The Old West is closer than you might think this holiday weekend.
And if the past is any indication, lots of people will pay for the privilege of boarding a train to get robbed by outlaws.
Less than an hour's drive away, people can catch an old-time train from the Florida Gulf Coast Railroad Museum to the re-created town of Periwinkle Junction, complete with a saloon, train depot and graveyard. A $12 ticket buys a ride in an open car behind a diesel locomotive from the museum to the town, where re-enactors will stage two train robberies a day.
Each robbery is different, organizers say, but usually includes an attempt to blow up the train's strongbox, a shoot-'em-up between U.S. marshals and outlaws in 1800s-era cowboy attire and attempts to steal gold or kisses from passengers.
The show, put on by volunteer re-enactors from the Sarasota-based Hole-in-the-Head Gang, is mostly comedy, sort of a Keystone Cops rendition of a scene from the movie Butch Cassidy and the Sundance Kid.
"Except they don't blow up the train," said Gene Hughey, museum board president. "We can't afford any more cars."
Rick Holgate of Sarasota, also known as "Six-Gun Sam McRill" and "Stinky Periwinkle," heads the gang of re-enactor volunteers, many of whom are active or retired law enforcement officers. Proceeds help fund programs and upkeep of the train museum. "We do it with a light heart," Holgate said. "We don't try to portray the real Old West. … We have everyone from 4-year-olds to 90-year-olds come out to watch."

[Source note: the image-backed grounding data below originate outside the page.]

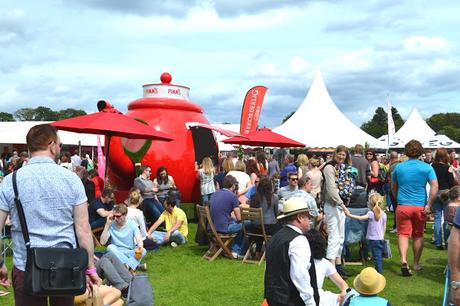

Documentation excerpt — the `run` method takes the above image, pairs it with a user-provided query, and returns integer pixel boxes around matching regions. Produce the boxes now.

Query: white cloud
[403,36,450,54]
[290,56,312,75]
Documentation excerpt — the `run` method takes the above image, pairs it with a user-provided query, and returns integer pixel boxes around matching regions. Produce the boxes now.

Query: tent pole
[104,135,112,183]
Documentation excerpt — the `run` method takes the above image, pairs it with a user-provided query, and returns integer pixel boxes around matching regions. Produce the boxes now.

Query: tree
[14,108,36,121]
[57,108,87,120]
[282,111,295,124]
[360,106,406,138]
[427,112,460,143]
[33,106,58,121]
[0,112,15,122]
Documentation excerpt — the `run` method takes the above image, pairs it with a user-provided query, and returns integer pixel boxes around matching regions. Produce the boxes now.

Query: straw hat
[277,198,312,220]
[353,267,386,295]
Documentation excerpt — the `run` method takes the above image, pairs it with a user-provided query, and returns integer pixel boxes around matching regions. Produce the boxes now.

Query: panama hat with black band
[277,198,313,220]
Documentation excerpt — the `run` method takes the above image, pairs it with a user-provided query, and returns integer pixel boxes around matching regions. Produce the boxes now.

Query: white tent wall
[273,70,377,148]
[0,121,103,146]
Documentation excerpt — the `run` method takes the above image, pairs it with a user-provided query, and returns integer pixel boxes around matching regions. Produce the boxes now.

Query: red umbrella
[222,127,305,148]
[51,111,173,179]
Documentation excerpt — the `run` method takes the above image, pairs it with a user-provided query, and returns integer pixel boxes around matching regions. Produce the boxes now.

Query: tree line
[0,107,86,122]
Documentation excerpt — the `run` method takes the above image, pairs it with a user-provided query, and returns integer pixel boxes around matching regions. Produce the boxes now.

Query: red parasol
[222,127,305,148]
[51,111,173,179]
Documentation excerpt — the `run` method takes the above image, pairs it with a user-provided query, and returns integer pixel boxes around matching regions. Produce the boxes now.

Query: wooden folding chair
[240,207,271,265]
[92,226,104,247]
[196,205,236,261]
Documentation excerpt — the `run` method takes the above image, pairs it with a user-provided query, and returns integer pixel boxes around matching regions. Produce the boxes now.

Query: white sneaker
[390,228,397,234]
[170,242,178,248]
[231,251,238,259]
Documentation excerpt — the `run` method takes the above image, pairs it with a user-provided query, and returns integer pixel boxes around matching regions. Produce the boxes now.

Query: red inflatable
[108,73,218,203]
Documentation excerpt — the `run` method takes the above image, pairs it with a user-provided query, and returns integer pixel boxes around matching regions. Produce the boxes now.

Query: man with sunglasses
[0,124,101,306]
[278,172,299,203]
[88,188,115,230]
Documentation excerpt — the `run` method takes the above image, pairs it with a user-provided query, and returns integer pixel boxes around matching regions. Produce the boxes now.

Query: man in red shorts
[391,140,438,276]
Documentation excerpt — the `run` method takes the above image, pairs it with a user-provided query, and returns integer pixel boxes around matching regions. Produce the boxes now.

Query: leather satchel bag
[13,171,88,296]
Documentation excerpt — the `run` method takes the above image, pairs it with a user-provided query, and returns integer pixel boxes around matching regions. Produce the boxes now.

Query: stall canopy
[223,127,305,148]
[394,107,436,144]
[371,135,405,150]
[273,70,376,148]
[0,121,103,146]
[423,134,460,149]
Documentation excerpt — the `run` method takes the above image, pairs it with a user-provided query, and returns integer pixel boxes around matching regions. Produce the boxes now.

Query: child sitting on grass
[343,193,387,273]
[343,267,391,306]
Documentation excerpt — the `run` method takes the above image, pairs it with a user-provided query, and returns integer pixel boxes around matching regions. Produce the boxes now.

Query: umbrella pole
[104,135,112,183]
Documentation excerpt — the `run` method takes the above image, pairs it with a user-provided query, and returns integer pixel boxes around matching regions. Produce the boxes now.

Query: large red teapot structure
[107,73,218,202]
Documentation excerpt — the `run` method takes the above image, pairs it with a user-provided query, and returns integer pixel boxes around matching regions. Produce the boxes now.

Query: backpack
[336,163,357,203]
[126,274,154,306]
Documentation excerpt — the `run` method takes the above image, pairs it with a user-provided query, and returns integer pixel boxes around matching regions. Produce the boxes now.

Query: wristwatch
[451,281,460,289]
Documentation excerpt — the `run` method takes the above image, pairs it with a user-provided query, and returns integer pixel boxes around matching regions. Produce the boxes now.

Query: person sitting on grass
[147,192,188,247]
[343,193,387,273]
[343,267,391,306]
[100,204,147,272]
[74,285,123,306]
[305,229,350,306]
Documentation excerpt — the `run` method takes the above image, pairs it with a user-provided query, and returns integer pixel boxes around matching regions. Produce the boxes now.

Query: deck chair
[241,207,271,265]
[196,205,236,261]
[92,226,104,247]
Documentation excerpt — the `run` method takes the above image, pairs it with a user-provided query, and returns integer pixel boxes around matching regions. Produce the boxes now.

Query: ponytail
[369,193,383,221]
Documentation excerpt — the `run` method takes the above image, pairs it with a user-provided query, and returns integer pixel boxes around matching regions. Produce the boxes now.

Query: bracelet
[85,267,97,276]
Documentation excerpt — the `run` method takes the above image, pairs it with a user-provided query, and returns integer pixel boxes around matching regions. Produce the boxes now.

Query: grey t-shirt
[133,176,155,199]
[0,156,87,271]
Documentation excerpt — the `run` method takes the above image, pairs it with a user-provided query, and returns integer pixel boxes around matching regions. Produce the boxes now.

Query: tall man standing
[265,198,318,306]
[0,124,101,305]
[392,140,438,276]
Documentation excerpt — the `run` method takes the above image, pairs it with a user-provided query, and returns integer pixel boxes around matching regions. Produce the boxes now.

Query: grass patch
[2,214,447,305]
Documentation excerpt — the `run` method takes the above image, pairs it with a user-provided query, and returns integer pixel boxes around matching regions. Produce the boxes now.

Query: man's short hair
[26,124,58,153]
[140,165,151,173]
[165,191,178,207]
[222,175,238,189]
[113,204,128,215]
[298,177,311,189]
[101,188,114,198]
[286,154,294,163]
[354,144,364,155]
[405,140,424,158]
[287,172,298,179]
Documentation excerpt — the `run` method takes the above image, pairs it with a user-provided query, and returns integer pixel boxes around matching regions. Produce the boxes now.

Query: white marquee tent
[273,70,376,147]
[423,134,460,149]
[393,108,436,144]
[0,121,103,146]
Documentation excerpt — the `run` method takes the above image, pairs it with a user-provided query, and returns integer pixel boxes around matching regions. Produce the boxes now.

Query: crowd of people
[1,123,460,305]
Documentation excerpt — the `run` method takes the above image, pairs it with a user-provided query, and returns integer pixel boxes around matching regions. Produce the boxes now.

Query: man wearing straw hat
[264,198,319,306]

The re-enactors dress in period garb, however, and brandish replicas of 19th century weapons.
"We're looking to get rich," Holgate said of the show's theme. "Never once have we won. …Crime doesn't pay."
A Florida Fish and Wildlife officer, Holgate usually plays an outlaw, which gives him "a chance to be bad once in awhile."

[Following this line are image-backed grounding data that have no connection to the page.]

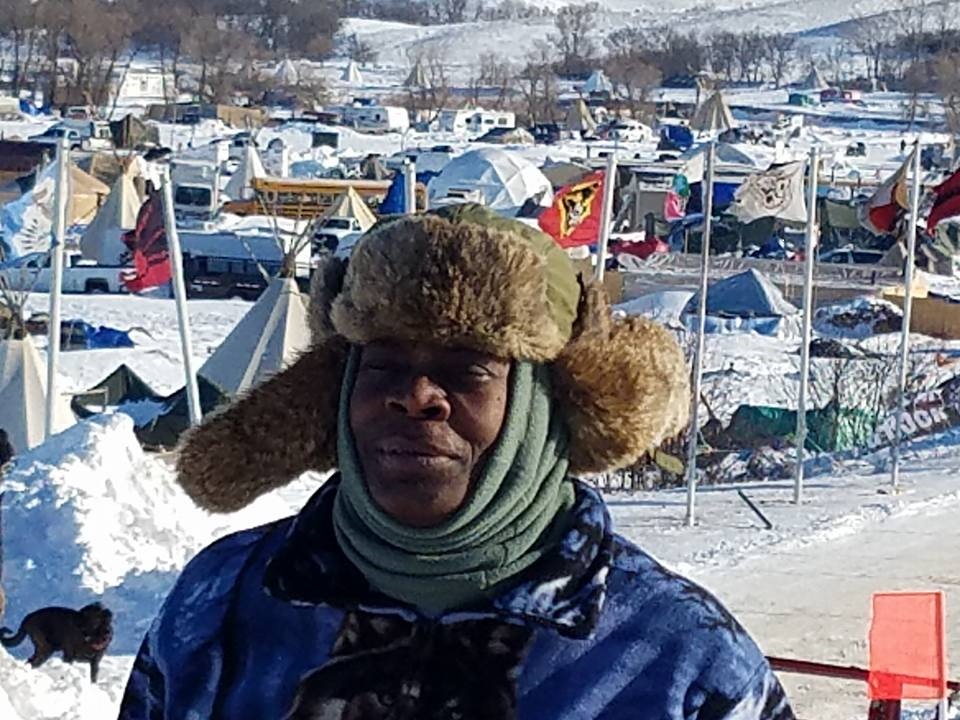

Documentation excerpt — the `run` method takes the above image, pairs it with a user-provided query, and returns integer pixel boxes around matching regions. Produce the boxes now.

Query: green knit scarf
[332,348,576,615]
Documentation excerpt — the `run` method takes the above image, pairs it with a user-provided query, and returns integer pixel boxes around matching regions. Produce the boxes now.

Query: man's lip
[375,438,459,459]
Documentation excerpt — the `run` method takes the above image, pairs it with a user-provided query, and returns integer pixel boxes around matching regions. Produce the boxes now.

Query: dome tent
[682,269,800,337]
[427,148,553,216]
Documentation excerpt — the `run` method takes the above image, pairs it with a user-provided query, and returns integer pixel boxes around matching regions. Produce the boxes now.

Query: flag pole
[159,169,202,426]
[685,141,716,527]
[44,137,70,440]
[403,159,417,215]
[794,145,819,504]
[891,143,923,491]
[595,151,618,282]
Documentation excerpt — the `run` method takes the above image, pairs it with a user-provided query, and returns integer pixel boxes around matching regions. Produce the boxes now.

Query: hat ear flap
[176,338,349,513]
[552,281,691,475]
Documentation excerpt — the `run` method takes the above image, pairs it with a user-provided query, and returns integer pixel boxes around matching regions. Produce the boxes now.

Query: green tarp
[723,403,877,452]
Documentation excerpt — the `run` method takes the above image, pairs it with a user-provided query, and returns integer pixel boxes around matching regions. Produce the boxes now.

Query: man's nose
[386,375,451,421]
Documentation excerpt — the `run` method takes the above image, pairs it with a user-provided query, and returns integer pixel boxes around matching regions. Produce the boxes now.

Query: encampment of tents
[0,337,74,451]
[198,276,310,396]
[682,269,801,336]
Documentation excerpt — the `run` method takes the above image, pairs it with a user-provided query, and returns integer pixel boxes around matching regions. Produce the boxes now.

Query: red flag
[120,187,171,293]
[927,168,960,232]
[538,170,605,248]
[859,153,912,235]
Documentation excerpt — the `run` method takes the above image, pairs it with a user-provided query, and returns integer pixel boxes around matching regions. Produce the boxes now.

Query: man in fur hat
[119,205,793,720]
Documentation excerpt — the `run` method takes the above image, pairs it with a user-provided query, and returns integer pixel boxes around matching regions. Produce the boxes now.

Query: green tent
[723,403,877,453]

Holgate said enthusiastic outlaws accidentally blew up a strongbox with dynamite one year, prompting some improvements to strengthen it. The group uses acting techniques and props developed for filmmaking to create a safe event. No live ammunition is allowed.

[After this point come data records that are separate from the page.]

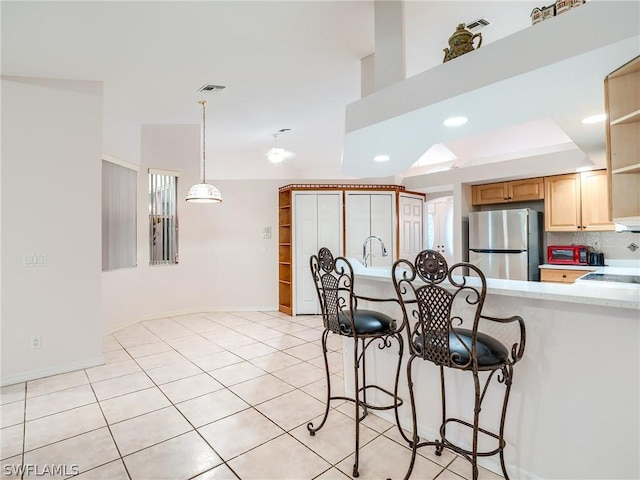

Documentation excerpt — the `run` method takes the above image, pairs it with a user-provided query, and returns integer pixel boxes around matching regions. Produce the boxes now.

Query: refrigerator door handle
[469,249,526,254]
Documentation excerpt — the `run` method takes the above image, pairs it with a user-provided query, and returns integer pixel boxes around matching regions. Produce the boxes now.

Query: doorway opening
[425,196,454,265]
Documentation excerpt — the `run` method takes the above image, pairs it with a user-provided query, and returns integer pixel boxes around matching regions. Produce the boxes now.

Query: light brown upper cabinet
[544,170,613,232]
[605,56,640,226]
[472,178,544,206]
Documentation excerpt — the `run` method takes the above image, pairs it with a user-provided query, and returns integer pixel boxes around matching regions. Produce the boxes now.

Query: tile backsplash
[546,231,640,261]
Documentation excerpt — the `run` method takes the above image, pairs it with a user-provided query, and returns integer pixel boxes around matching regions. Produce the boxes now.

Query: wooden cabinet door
[544,174,581,231]
[540,268,589,284]
[472,183,508,205]
[509,177,544,202]
[580,170,614,231]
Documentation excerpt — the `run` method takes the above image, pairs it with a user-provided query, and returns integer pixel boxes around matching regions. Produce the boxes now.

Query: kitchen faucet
[362,235,388,267]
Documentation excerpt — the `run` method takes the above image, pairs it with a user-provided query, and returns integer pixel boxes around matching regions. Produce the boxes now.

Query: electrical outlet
[31,336,41,349]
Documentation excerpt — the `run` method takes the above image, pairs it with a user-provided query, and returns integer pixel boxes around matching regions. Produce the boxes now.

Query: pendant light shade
[186,100,222,204]
[186,183,222,203]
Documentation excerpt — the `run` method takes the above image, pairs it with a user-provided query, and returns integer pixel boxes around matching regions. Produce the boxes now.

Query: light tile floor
[0,311,504,480]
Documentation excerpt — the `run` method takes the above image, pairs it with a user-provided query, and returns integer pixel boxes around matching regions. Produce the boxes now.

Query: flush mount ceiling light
[373,154,391,162]
[186,100,222,204]
[267,129,292,164]
[443,116,468,127]
[581,113,607,124]
[267,147,286,164]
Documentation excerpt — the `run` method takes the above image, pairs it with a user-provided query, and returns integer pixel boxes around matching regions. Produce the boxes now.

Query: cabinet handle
[562,274,567,278]
[503,197,508,201]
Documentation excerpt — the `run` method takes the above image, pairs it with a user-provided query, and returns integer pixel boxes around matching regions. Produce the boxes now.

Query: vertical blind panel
[102,160,137,271]
[149,172,178,265]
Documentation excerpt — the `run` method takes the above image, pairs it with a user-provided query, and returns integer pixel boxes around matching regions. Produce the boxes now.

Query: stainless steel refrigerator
[468,209,542,281]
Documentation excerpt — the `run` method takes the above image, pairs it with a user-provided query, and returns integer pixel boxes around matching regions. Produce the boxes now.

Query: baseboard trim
[1,355,104,387]
[104,306,280,335]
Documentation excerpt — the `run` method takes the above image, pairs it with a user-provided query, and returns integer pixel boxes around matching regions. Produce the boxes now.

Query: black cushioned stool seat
[339,310,396,335]
[414,328,508,367]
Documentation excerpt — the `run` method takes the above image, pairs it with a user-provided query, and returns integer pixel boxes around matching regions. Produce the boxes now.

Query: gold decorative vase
[443,23,482,63]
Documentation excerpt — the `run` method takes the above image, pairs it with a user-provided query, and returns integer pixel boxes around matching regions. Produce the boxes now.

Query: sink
[577,273,640,284]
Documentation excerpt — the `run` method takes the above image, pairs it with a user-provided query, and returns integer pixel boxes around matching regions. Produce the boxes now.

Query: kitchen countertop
[540,259,640,272]
[539,264,598,271]
[349,258,640,310]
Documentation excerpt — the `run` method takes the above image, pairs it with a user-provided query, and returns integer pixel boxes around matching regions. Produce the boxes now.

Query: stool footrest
[437,417,506,458]
[328,384,403,412]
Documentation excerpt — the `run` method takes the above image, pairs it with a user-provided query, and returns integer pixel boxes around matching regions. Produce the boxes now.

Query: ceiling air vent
[198,84,226,93]
[466,18,491,31]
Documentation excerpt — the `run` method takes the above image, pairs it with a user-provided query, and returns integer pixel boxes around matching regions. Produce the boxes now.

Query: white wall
[101,124,300,333]
[101,125,395,334]
[547,230,640,263]
[102,125,209,332]
[1,76,103,386]
[101,176,284,334]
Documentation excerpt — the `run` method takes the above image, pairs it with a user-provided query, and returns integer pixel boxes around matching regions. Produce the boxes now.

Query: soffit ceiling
[2,1,637,181]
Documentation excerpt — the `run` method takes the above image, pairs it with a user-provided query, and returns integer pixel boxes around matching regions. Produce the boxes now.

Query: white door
[294,193,342,315]
[345,193,394,267]
[399,194,424,261]
[426,197,454,265]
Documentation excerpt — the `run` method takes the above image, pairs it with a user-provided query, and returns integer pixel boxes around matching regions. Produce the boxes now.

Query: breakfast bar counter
[348,259,640,310]
[343,261,639,480]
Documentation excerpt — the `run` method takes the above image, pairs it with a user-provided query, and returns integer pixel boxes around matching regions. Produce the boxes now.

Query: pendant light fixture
[186,100,222,203]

Mark Roth, a re-enactor from Miami, built the pieces for the portable town of Periwinkle. The gang members set them up in Willow, once a sawmill town.
"We get there, set up camp the night before and sit around the campfire under the stars," Holgate said.
The group started in 1995 with three members. Now the gang counts 42 active members, at least 10 of whom are expected to stage the robberies Saturday and Sunday. Performances are at 11 a.m. and 2 p.m. both days.
Holgate said the gang stages four weekend events a year at the train museum, plus other gigs at fairs and pioneer day events. Members in their alter egos once escorted actor Tom Selleck for a Sarasota Film Festival promotion of the 2001 television movie Crossfire Trail.
The train robbery is an embellished version of the 13-mile round trip ride available on weekends most of the year, Hughey said. Instead of the usual 90-minute tour, patrons get two hours of entertainment. Passengers are asked to board at least 20 minutes before departure.
The experience is one of several holiday events that typically draw thousands of people to the railroad museum. The popular North Pole Express is sold out, but some seats are still available on the Santa Claus Express, running Dec. 4, 5, 11, 12, 18 and 19.